The Effect of Donor Star Rejuvenation on Common Envelope Evolution

TL;DR

This study uses 3D hydrodynamics simulations to examine how donor star rejuvenation affects common envelope evolution in binary systems, revealing significant impacts on inspiral duration and ejecta morphology.

Contribution

It introduces the first detailed comparison of common envelope evolution with rejuvenated versus non-rejuvenated donor star models.

Findings

Rejuvenation halves the inspiral duration.

Rejuvenated donors produce more asymmetric, equatorially concentrated ejecta.

Rejuvenation reduces unbound mass by 20-40%.

Abstract

In close binary star systems, common envelope evolution may occur after a previous phase of mass transfer.
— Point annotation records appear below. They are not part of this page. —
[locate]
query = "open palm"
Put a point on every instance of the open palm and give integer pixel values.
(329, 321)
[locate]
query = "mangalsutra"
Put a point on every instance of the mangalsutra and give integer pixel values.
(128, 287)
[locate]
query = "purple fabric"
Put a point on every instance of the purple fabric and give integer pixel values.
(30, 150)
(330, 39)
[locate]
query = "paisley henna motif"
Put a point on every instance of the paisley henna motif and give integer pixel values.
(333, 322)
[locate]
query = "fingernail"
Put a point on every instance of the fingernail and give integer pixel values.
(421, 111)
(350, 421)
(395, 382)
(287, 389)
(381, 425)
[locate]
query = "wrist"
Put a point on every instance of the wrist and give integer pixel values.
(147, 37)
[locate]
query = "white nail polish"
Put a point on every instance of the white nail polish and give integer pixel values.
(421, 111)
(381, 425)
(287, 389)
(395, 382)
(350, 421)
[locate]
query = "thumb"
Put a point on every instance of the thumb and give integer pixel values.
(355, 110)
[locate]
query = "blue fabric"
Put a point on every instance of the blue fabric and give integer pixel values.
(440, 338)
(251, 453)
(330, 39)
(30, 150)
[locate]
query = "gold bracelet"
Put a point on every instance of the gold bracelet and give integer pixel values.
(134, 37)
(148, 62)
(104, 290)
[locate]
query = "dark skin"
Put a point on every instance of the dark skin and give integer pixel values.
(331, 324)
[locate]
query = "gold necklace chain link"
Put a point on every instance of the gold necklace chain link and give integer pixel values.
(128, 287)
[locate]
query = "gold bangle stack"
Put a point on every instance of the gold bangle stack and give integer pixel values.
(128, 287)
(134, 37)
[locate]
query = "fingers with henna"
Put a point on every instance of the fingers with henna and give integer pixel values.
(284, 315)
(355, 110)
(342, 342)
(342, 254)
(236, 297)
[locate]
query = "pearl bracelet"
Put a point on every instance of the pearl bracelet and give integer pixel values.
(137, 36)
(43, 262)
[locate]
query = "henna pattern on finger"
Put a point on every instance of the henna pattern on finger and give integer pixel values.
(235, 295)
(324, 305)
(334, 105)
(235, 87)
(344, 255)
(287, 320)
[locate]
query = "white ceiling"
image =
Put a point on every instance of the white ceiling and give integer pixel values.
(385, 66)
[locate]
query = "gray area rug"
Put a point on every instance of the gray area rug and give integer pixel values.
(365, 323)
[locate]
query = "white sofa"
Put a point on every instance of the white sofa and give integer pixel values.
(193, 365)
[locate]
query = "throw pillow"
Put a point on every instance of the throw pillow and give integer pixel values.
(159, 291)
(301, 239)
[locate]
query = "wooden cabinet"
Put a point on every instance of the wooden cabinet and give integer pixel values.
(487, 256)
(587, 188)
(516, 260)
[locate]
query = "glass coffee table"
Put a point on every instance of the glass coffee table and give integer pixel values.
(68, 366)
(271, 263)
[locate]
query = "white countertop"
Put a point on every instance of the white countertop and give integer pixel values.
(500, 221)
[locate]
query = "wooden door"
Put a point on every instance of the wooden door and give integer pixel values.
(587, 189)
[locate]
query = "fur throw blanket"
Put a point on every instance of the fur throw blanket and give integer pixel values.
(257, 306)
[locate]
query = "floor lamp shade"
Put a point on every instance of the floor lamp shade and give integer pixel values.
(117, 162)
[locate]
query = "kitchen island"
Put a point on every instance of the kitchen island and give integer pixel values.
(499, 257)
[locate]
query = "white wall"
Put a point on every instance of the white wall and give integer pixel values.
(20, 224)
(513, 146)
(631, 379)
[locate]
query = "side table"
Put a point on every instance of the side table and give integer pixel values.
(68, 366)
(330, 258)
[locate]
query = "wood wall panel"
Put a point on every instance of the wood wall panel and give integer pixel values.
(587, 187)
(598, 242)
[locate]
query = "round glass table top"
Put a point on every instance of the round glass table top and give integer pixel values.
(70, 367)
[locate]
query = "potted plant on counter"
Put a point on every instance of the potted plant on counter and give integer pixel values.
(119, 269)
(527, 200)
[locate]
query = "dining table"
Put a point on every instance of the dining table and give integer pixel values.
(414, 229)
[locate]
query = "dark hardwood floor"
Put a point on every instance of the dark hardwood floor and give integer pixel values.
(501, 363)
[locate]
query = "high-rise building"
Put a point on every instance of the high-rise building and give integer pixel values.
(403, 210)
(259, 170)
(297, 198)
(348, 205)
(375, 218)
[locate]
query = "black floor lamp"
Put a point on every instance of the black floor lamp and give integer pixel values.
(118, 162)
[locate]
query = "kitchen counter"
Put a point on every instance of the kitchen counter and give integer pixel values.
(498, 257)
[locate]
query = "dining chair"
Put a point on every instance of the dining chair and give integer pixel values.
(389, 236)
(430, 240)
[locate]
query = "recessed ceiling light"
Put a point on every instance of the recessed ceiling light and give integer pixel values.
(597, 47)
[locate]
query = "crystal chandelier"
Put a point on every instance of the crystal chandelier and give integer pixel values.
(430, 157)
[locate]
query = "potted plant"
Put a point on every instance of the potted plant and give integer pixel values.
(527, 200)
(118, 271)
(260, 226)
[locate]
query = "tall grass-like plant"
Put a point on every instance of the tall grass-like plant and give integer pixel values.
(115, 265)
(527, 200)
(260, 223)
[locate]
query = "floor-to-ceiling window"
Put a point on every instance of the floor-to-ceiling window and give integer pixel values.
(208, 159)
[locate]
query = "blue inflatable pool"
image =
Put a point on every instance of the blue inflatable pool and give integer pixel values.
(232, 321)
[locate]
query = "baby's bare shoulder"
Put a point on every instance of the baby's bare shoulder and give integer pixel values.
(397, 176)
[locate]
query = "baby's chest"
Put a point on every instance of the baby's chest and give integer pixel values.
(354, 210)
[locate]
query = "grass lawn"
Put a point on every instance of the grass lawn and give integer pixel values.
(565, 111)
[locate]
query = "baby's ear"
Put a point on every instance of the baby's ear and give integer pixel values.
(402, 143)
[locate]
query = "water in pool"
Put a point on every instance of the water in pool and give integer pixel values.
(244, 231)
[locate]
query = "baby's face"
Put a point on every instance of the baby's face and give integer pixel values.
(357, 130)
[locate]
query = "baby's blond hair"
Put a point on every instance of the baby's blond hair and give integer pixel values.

Some isolated formation channels for double neutron star binaries suggest that the donor of common envelope evolution was the accretor of a previous phase of stable mass transfer. Accretion should substantially alter the structure of the donor, particularly by steepening the density gradient at the core-envelope interface and rejuvenating the star. We study the common envelope evolution of a donor that was the accretor of a previous phase of stable mass transfer and has a rejuvenated structure. We perform 3D hydrodynamics simulations of the common envelope evolution of a 18 $M_\odot$ supergiant with a 1.4 $M_\odot$ companion using rejuvenated and non-rejuvenated 1D stellar models for the donor. We compare the two simulations to characterize the effect of the rejuvenation on the outcome of the common envelope phase and the shape of the ejecta. We find that accounting for a previous phase of mass transfer reduces the duration of the inspiral phase by a factor of two, likely due to the different structure in the outer layers of the donor. In the rejuvenated case, the simulations show more equatorially concentrated and asymmetric ejecta, though both cases display evidence for the formation of a pressure-supported thick circumbinary disk. During the dynamical inspiral phase, the impact of rejuvenation on the unbinding of the envelope is unclear; we find that rejuvenation decreases the amount of unbound mass by 20$\%$ to 40$\%$ depending on the energy criterion used.